The play begins with the cacophony of men drinking and fighting. Lighting Designer Al Ramer chooses to bring us in and out of darkness at intervals, giving an appropriately impressionistic view of the men. The lines are, purposefully, delivered lightning-quick so as to cause the characters to blur. They begin to emerge as singular entities over the course of this first scene. Brown, in addition to directing, is also the Set Designer. We see these rough stokers surrounded by four columns painted in the Art Deco style, evoking the age in which they existed. In the far corners, there is a painting of the New York City skyline and Rodin’s The Thinker.
The content of this play is layered and heavy, but Michael Leicht’s performance of Yank is absolutely stunning. From the moment the play starts, Leicht commits completely to the role. A very muscular man, he is able to embody both the brutish and questioning nature of the character with conviction. Tears streamed down his face during a monologue near the end of the play and he, at times, shook with repressed rage when interrogating the other characters about why he must be who he is since he is made of the same stuff as everyone else. Yank is a character that describes himself as “the thing in coal that makes it burn,” and that is who Leicht delivers to the audience.
The accents in this play are spot-on. There are Irish, Italians, English, among others, whom you would have found in early twentieth century New York. Thomas Eric Sinn who takes on many roles in this play, as do the majority of the actors, is a convincingly nostalgic Paddy. The early scenes, where he argues with Yank about the nature of the steel empire that they have been consumed by, act as the perfect foil for Yank’s later questioning of the meaning of his life in the context of being working class. Yank is an outsider among the stokers as he embraces the work wholeheartedly, revering it as something necessary to keep the upper classes, whom he considers to be “baggage,” moving.
Karen Starliper plays Mildred, the wealthy daughter of a steel magnate who fancies herself a social worker. In an interesting conversation with her aunt, played by Julie Press, she says that she can’t help the position she was born in to and desires to see what life is like for those less fortunate. While she may have good intentions, the woman is like many in the upper class of that time and even today. For all our groping efforts at integrity, we can’t seem to separate our view of ourselves as humans from the circumstances of our birth. Both women inhabit these roles with flair.
Phil Gallagher portrays Long, who takes Yank to Fifth Avenue to muse on how the wealthy are oppressing the working class after Yank’s incident in the stokehold with Mildred, which has begun to seep in to Yank’s consciousness as equating his behavior with that of a hairy ape. Yank does not fit in here, either. He is beaten by the police and sent to jail. The scene of his imprisonment is particularly well done in the way it’s set. The use of the entire stage, as well as the use of the entrances and exits, makes for a uniquely immersive experience in this theater-in-the-round.
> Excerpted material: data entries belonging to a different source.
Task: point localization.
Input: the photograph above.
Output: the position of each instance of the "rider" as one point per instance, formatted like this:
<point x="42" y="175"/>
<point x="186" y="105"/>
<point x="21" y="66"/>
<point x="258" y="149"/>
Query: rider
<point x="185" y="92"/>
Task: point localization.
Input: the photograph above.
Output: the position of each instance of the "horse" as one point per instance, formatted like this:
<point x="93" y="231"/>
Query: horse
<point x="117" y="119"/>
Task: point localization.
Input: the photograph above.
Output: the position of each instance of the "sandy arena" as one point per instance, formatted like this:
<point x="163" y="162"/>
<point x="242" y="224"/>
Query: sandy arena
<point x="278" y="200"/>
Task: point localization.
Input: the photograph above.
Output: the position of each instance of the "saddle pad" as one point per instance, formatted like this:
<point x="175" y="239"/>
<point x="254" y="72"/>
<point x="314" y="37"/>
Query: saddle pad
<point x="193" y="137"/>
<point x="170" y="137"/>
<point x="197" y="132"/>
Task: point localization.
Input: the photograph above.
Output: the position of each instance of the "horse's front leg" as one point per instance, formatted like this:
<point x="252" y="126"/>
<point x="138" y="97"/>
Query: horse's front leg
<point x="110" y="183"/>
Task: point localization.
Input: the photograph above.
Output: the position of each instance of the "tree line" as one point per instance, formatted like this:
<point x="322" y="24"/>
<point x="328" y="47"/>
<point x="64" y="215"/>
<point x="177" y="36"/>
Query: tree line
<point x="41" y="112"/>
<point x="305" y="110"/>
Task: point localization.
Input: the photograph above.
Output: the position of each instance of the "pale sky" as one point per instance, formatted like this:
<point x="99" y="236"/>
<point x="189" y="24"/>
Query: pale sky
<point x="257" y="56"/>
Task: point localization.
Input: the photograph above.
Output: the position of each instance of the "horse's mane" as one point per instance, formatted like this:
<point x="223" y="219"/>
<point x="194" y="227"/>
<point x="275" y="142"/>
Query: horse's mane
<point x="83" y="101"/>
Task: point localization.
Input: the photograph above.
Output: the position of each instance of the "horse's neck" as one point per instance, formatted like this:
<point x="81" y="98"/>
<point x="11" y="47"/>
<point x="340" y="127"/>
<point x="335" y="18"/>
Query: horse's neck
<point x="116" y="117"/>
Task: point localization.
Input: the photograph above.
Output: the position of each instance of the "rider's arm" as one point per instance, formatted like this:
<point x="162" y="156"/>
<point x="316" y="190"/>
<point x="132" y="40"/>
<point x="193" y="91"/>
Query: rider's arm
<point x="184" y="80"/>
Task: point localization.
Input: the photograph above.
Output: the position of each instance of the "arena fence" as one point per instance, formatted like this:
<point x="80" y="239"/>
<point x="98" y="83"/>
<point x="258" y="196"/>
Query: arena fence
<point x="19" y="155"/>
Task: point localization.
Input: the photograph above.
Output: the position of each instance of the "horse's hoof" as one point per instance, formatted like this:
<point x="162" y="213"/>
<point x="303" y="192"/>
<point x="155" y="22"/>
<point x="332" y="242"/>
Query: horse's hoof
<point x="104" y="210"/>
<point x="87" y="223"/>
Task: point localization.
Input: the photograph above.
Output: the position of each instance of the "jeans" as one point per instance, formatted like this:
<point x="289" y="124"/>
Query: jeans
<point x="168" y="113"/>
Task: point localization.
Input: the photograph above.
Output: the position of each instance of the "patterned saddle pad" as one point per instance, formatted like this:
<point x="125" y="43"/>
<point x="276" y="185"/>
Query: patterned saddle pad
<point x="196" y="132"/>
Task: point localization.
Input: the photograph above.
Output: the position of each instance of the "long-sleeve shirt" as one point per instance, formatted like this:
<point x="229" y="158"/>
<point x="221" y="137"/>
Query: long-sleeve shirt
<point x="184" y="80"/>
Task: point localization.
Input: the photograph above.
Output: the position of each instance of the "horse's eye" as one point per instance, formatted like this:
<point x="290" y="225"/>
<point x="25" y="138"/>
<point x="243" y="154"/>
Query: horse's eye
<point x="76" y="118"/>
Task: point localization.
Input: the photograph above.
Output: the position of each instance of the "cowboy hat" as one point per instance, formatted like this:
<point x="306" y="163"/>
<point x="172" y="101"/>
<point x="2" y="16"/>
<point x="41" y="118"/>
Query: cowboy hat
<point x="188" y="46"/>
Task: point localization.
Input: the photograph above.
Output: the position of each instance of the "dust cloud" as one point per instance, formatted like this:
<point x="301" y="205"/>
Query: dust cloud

Sherrionne Brown was not shy with placing the actors very close to the audience, but you’ll never feel like there is a bad view.
We then follow Yank to the International Workers of the World offices, where he comes to see if Long’s queries about class consciousness have any merit. Daniel Douek plays a secretary who, at first, welcomes Yank in to the organization. However, Yank proves to be too radical in this setting and things take a turn for the worst. Again, he is branded as an outsider. He moves on from here to his penultimate encounter with a literal ape at the zoo.
Costuming is credited to a number of entities: Sherrionne Brown, House of Bankerd, Fuzz Roark, Pheliz Blais-Evers, and the cast. The stokers were appropriately grimy in their attire, while the wealthy were over-the-top. There was an edge of runway to the Fifth Avenue crowd that invited scorn. It was especially apparent when one of them, having come from church, mentions that “Doctor Caiaphas” had given an enlightening sermon. You can see the brilliance of this play in the small details, as O’Neill takes a swipe at the wealthy by comparing their priest to the high priest who is attributed with having a hand in the plot to kill Jesus in the New Testament. Spotlighters leans in to these elements.
Stunning performances abound in this well-balanced production which speaks to our own time as much as it does to the past. Socialism and capitalism, wealth and poverty, working class and upper class all collide in a show triumphantly delivering a complex story that, intentionally, offers us no answers at all. Spotlighters Theatre’s The Hairy Ape is a great introduction to Eugene O’Neill and I highly recommend it because aren’t we all, essentially, just hairy apes trying to find our place in the world?
Running Time: Two hours, including one intermission.